De ahí devienen dos términos más molestos, sin duda: “eutanasia” y “suicidio asistido”. El primero cristaliza reproches contradictorios: la violencia de su sonido y su connotación asesina, que ofende a los defensores de la muerte asistida; la dulzura de su etimología que designa una muerte bella y fácil que perturba a sus oponentes. En cuanto al suicidio asistido, legislar bajo este término sería paradójico, ya que presenciar un suicidio sin intervenir es jurídicamente reprobable. El suicidio, un acto de violencia contra uno mismo, es lo opuesto a la idea de acompañar la muerte que viene evitando la violencia del sufrimiento. Hay alternativas más neutras: ¿por qué no hablar simplemente de muerte asistida, especificando si es autoadministrada o administrada por un cuidador?

Y hay otras dos palabras que se utilizan al servicio de ideas contrarias: “dignidad” y “solidaridad”. Morir con dignidad es la principal reivindicación de quienes defienden el derecho a ser ayudados. Los opositores, al contrario, creen que ayudar a morir equivaldría a reconocer ciertas vidas como indignas. ¿Son las vidas indignas o las condiciones de vida? Los textos fundacionales de los derechos humanos establecen que, precisamente porque la dignidad es inherente a toda persona humana, se castigan las violaciones de los seres humanos en condiciones inhumanas o degradantes.

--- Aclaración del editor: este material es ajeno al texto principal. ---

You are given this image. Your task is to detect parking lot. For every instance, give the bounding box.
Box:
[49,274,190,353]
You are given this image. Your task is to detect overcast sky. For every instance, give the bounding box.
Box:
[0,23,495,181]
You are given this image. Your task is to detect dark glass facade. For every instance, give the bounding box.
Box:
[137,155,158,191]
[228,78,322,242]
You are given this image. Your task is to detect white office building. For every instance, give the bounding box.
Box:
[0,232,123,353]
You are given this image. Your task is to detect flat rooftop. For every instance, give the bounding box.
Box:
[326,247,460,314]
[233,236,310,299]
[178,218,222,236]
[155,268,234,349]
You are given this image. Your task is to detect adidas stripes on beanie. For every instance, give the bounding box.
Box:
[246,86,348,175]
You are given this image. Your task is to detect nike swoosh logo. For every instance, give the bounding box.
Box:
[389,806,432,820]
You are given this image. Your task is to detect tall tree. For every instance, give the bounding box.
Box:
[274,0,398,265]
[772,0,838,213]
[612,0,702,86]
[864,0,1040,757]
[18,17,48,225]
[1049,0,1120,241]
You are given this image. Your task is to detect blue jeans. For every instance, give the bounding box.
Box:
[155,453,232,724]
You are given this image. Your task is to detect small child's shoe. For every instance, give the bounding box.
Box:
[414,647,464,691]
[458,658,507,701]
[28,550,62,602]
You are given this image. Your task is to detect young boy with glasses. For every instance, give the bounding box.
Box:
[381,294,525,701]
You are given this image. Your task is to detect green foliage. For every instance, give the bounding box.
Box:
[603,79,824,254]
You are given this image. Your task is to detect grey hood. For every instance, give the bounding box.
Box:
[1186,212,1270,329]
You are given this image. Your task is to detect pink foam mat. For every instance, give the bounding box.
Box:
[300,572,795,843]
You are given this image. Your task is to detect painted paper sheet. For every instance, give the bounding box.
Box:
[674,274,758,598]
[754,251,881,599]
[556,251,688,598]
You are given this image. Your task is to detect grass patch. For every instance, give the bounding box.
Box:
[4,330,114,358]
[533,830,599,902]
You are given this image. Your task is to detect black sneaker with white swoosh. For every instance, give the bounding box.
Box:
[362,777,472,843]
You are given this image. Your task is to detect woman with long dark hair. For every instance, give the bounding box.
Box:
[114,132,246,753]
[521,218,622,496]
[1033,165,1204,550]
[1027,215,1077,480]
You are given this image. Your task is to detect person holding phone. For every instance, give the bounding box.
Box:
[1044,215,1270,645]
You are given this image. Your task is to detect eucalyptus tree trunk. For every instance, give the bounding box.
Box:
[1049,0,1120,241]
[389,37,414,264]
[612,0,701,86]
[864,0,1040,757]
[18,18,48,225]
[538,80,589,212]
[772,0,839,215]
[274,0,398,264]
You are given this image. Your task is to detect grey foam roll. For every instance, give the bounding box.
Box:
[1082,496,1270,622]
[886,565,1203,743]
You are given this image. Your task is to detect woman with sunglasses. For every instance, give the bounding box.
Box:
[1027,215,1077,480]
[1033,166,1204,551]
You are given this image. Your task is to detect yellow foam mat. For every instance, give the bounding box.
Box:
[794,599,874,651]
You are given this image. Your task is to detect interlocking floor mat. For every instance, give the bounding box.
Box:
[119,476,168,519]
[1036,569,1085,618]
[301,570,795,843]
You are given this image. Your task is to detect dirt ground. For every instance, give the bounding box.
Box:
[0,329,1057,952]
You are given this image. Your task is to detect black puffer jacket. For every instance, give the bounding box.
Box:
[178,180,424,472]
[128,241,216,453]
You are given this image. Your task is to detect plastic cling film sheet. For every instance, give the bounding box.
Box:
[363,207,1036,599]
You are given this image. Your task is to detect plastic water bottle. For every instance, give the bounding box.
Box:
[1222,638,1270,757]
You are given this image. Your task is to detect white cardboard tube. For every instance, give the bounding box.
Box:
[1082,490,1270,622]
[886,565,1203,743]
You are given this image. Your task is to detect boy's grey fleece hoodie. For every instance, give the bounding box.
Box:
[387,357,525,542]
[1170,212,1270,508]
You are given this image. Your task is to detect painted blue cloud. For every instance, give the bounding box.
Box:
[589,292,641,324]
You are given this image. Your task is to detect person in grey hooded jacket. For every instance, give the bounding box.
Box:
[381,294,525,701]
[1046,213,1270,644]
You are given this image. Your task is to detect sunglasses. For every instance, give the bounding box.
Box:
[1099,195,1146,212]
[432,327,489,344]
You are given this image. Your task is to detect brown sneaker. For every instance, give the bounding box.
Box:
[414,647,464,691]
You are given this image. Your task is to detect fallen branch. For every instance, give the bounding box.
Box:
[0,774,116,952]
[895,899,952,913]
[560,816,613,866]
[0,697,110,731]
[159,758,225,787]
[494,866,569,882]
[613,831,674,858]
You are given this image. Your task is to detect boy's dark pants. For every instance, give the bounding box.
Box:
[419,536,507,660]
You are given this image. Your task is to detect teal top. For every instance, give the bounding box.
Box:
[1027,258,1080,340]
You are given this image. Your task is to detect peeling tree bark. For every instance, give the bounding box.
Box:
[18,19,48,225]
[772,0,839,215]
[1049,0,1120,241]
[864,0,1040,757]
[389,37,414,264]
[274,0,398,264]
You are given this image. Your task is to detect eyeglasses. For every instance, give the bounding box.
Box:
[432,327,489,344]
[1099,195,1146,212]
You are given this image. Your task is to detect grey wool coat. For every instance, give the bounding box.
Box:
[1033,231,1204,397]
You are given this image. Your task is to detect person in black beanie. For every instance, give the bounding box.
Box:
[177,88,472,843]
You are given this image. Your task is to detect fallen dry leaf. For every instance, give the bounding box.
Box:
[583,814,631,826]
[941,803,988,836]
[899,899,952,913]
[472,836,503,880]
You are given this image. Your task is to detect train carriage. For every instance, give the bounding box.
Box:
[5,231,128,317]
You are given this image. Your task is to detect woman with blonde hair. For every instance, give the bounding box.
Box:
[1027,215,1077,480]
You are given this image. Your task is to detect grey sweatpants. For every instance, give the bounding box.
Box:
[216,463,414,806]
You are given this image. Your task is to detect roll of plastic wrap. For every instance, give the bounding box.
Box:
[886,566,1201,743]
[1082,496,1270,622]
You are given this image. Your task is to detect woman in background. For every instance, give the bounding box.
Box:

El mismo tipo de conflicto semántico agita la noción de solidaridad. En nombre de este mismo deber, algunos lo ven como un riesgo para la convivencia. Pero en las habitaciones de los enfermos, las palabras rabiosas no son las de los debates de ideas, sino palabras degradantes, brutales, oscuras, cobardes. ¿Qué cuidador, qué ser querido no ha tenido, un día, un arrepentimiento de vocabulario? Cuando se acerca la muerte, las palabras más adecuadas son siempre las de los afectados.